Merupakan kumpulan bakteri non pathogen alamiah yang telah diseleksi untuk mengatasi masalah polusi perairan di dasar kolam ikan. Mampu memperbaiki kualitas air dengan cara mengurangi polutan terlarut (BOD, menghilangkan bau air kolam, Ammoniak, H2S) dan menghindari blooming plankton dan pertumbuhan klekap/ lumut sutra Mampu meningkatkan jumlah dan kualitas Oksigen terlarut (DO) dalam air Mampu mengurangi dominasi bakteri pathogen (vibrio sp) Ikan akan nyaman di dasar kolam karena terpenuhinya oksigrn terlarut shg terhindar dari penyakit yg disebabkan jamur.
Perubahan fase sisa pakan
Aturan Pakai dan Tata Cara Penggunaan Probiotik BiovisiNITRO
I. Untuk Kolam Ikan Lele, Nila, Gurame, Patin 1. Kolam Terpal, Beton 1.1. Kolam Kosong (belum diisi benih ikan)

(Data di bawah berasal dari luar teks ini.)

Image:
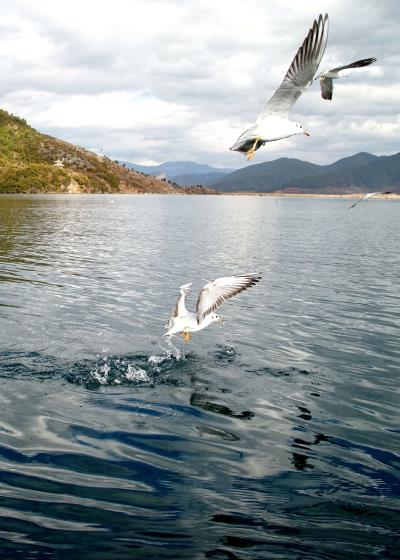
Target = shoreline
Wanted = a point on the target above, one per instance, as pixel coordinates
(393, 196)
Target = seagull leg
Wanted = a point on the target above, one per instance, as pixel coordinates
(250, 153)
(186, 336)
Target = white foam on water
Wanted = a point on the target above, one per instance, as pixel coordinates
(134, 373)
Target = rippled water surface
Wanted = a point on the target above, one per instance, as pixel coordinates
(274, 435)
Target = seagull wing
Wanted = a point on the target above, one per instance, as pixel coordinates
(326, 87)
(179, 308)
(213, 294)
(356, 64)
(368, 195)
(301, 72)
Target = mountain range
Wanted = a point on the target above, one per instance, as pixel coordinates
(183, 173)
(362, 172)
(31, 162)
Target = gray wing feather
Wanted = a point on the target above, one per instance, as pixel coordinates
(213, 294)
(326, 87)
(301, 72)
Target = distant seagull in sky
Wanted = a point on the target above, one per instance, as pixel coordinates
(368, 195)
(326, 78)
(211, 297)
(273, 122)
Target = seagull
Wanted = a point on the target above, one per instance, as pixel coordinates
(273, 122)
(368, 195)
(211, 297)
(326, 77)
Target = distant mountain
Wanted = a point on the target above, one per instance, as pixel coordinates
(173, 169)
(32, 162)
(361, 172)
(265, 177)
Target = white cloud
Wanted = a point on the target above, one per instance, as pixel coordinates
(161, 80)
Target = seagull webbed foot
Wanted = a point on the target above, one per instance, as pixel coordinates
(250, 153)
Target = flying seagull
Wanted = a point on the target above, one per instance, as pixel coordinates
(273, 122)
(211, 297)
(368, 195)
(326, 77)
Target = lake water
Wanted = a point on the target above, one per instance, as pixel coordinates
(274, 435)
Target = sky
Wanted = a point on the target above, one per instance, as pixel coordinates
(159, 80)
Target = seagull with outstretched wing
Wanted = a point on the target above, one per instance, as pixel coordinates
(326, 78)
(368, 195)
(273, 122)
(211, 298)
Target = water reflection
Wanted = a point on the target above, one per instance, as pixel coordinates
(273, 437)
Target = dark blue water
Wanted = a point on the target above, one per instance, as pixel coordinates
(274, 435)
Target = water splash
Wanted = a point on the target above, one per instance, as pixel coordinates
(170, 352)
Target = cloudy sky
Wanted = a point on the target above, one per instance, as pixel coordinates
(156, 80)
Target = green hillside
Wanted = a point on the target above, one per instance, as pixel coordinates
(27, 165)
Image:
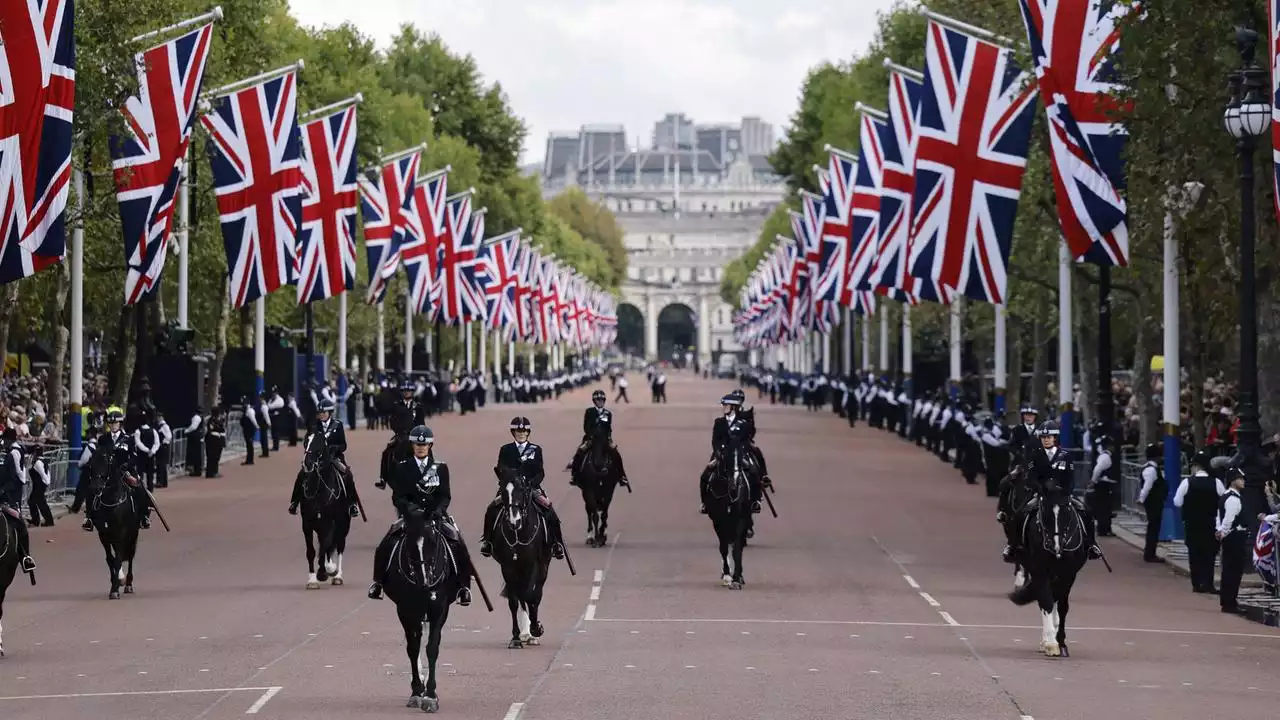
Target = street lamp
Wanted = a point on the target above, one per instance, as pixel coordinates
(1248, 117)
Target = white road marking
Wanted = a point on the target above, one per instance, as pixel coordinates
(135, 693)
(266, 697)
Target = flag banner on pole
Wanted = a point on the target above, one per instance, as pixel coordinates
(255, 150)
(385, 197)
(149, 158)
(420, 253)
(37, 99)
(1074, 44)
(327, 237)
(888, 274)
(974, 130)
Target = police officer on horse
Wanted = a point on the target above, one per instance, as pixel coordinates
(597, 417)
(526, 459)
(420, 490)
(336, 440)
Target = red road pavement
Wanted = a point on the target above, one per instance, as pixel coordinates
(877, 593)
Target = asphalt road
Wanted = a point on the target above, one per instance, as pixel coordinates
(877, 593)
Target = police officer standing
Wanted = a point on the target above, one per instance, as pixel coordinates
(1234, 536)
(1197, 495)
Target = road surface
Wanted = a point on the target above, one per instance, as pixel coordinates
(877, 593)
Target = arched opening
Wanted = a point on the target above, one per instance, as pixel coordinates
(677, 332)
(630, 329)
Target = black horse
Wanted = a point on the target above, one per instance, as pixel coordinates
(524, 551)
(423, 580)
(324, 511)
(1054, 552)
(115, 515)
(598, 477)
(730, 495)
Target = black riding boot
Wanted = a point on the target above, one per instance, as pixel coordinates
(382, 557)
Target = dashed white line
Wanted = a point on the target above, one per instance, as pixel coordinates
(260, 702)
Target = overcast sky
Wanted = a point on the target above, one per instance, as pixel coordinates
(565, 63)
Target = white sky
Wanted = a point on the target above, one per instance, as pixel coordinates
(565, 63)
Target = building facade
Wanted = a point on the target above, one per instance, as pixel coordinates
(685, 213)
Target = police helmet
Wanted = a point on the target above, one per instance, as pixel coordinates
(421, 434)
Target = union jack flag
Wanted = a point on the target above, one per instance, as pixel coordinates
(890, 273)
(384, 200)
(37, 96)
(1073, 44)
(974, 130)
(149, 160)
(499, 264)
(255, 150)
(420, 253)
(327, 237)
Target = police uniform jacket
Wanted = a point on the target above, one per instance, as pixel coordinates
(414, 487)
(593, 417)
(1055, 468)
(528, 461)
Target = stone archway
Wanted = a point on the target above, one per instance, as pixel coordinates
(630, 329)
(677, 332)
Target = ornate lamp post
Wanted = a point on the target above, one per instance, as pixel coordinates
(1248, 117)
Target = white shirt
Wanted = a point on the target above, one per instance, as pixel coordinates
(1148, 479)
(1230, 509)
(1185, 484)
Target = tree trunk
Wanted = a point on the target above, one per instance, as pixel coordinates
(126, 355)
(54, 388)
(215, 370)
(7, 309)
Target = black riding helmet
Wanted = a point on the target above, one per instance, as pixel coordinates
(421, 434)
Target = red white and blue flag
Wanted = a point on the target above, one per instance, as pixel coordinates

Untuk ukuran kolam 3mx4m - 4mx6m atau kurang lebih.
2 gelas aqua (+/- 400 ml probiotik biovisi NITRO dilarutkan dalam 5 - 10 liter air kolam) didalam sebuah wadah mis. ember. Dikocok supaya larutnya merata, kemudian disiram secara merata diatas permukaan air kolam.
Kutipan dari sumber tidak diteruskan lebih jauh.